On 5/14/2012 8:02 AM, Steven Schveighoffer wrote:
I keep trying to avoid talking about this, because I'm writing a replacement library for std.stream, and I don't want to step on any toes while it's still
not accepted.

But I have to say, ranges are *not* a good interface for generic data providers.
They are *very* good for structured data providers.

In other words, a stream of bytes, not a good range (who wants to get one byte
at a time?). A stream of UTF text broken into lines, a very good range.

I have no problem with getting rid of std.stream. I've never actually used it. Still, we absolutely need a non-range based low-level streaming interface to data. If nothing else, we need something we can build ranges upon, and I think
my replacement does a very good job of that.

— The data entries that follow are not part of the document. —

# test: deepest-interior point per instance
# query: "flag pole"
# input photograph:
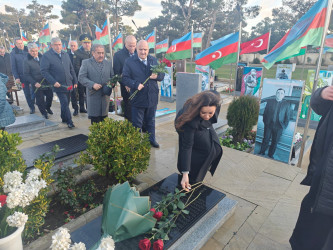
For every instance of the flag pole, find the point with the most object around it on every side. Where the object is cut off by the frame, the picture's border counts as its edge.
(306, 128)
(238, 51)
(191, 49)
(109, 33)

I'll say in advance without seeing your design that it'll be a tough sell if it is not range based.

I've been doing some range based work on the side. I'm convinced there is enormous potential there, despite numerous shortcomings with them I ran across in Phobos. Those shortcomings can be fixed, they are not fatal.

The ability to do things like:

  void main() {
   stdin.byChunk(1024).
      map!(a => a.idup). // one of those shortcomings
      joiner().
      stripComments().
      copy(stdout.lockingTextWriter());
  }

I think we may have a misunderstanding. My design is not range-based, but supports ranges, and actually makes them very easy to implement.

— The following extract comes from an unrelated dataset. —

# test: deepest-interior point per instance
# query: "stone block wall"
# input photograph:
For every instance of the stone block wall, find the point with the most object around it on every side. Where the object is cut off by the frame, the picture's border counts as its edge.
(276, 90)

byChunk is a perfect example of good range -- it defines a specific criteria for determining an "element" of data, appropriate for specific situations.

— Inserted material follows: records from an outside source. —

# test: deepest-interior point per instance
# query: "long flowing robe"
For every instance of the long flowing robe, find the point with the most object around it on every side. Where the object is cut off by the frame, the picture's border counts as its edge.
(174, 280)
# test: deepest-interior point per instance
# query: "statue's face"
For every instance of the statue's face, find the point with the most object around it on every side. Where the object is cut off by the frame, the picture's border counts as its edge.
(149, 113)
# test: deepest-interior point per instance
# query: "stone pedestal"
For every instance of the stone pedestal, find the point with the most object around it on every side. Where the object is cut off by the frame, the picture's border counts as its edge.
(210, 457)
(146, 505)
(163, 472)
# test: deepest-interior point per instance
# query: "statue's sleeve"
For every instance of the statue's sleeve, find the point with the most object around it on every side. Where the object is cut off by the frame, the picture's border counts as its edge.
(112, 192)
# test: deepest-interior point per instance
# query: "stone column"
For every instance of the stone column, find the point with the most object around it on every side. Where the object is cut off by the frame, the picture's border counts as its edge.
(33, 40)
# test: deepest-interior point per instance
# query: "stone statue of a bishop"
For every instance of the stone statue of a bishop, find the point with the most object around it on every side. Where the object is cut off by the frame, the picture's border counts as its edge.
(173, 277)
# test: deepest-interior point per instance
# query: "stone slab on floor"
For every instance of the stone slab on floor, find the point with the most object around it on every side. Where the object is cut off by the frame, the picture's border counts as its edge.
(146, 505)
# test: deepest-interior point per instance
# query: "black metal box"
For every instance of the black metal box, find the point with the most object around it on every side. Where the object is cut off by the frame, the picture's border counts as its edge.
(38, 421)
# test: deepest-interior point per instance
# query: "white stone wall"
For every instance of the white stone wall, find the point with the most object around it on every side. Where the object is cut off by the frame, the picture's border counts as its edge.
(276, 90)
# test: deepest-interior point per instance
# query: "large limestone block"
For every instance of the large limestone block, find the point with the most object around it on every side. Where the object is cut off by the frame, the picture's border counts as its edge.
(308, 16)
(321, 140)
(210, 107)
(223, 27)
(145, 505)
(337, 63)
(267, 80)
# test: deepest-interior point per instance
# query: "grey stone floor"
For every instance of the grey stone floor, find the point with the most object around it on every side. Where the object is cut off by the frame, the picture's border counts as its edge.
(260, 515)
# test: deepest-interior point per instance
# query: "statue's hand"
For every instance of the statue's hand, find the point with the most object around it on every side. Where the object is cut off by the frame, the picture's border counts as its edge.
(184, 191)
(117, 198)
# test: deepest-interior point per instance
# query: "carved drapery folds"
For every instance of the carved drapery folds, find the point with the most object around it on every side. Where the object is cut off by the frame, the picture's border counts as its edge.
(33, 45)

But it must be built on top of something that allows reading arbitrary amounts of data. At the lowest level, this is the OS file descriptor/HANDLE.

To be efficient, it should be based on a buffering stream. That buffering stream *does not* need to be a range, and I don't think shoehorning such a construct into a range interface makes any sense.

To make this clear, I can say that any range File supports, my design will support *as a range*.

To make it even clearer, the current std.stdio.File structure, which you have shown to "kick ass" with ranges, is *NOT* range-based by my definition.

I should note, the output range idiom is directly supported, because the output range definition exactly maps to an output stream definition.